I have learned: listen not to the mind first thing in the
morning. Greedy like a basketball shoe for the court, it
scuffs where it should not. I have learned that opening my
6am curtains can turn this thinking inside out like a pair of
gym shorts, learned that few know how one’s insides shift to
one’s outsides with only a look from you at dinner in
Minneapolis. Aggressive love is so strange, you said,
chewing on goat. Pureness, preciousness, these two
vanish with nothing more than an alarm clock, and I
didn’t wake up beside you as I am always awake anyway.
Do you hear the ways I keep fooling myself about this?
Do you remember when I first saw you again, and was
mainly concerned about food? Eight years later, I cannot
see you as anything else. I am constantly apologizing for my
appetites. I am no longer sure where to find that. I have learned
that my kind of courtly love no longer includes lutes, or layups, or
any attempts at timeouts. Something about morning aches. The
important question: what game did we play last night? I am listening.

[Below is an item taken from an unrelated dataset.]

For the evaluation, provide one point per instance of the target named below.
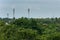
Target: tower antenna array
(13, 13)
(28, 12)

Maybe we played shirts vs. skins. I know which team I prefer. I know
how to hear where this game is going, even if I long lacked an asterisk
on my typewriter. I get happy, wanting to make note of what is special,*
contrary to your hatred of my saying so. But postcards have been held
in my own hands at some point, and I have learned what it means to
touch you this way. I am growing less ashamed to ring your doorbell,
asking if you will play with me, if you will help me learn how to stop
listening to my mind in the morning. And I will be happy to do anything
you suggest: tea, blood-letting, raucous laughter at the day’s news, going
anywhere with you, even into that narrow, pinching place called love.
*you
Bio: Joseph Byrd’s work has appeared or is forthcoming in Punt Volat, Pedestal, South Florida Poetry Journal, DIAGRAM, Clackamas Literary Review, Many Nice Donkeys, and Novus Literary Arts. He’s a Pushcart Prize nominee, was long-listed for the Erbacce Prize, and was in the StoryBoard Chicago cohort with Kaveh Akbar. An Associate Artist in Poetry under Joy Harjo at the Atlantic Center for the Arts, he is on the Reading Board for The Plentitudes.
Commentary
I love the stark honesty of this piece. No doubt each inference is striking and I beleive resonates with many of us. The similes are apt with 'gym shorts' and 'alarm clock' being most creative ones, in my opinion (wherein the 'alarm clock' is analogous to 'transience'). Emphasis on the asterisk adds an uniqueness to this piece. The ending is a smooth conclusion.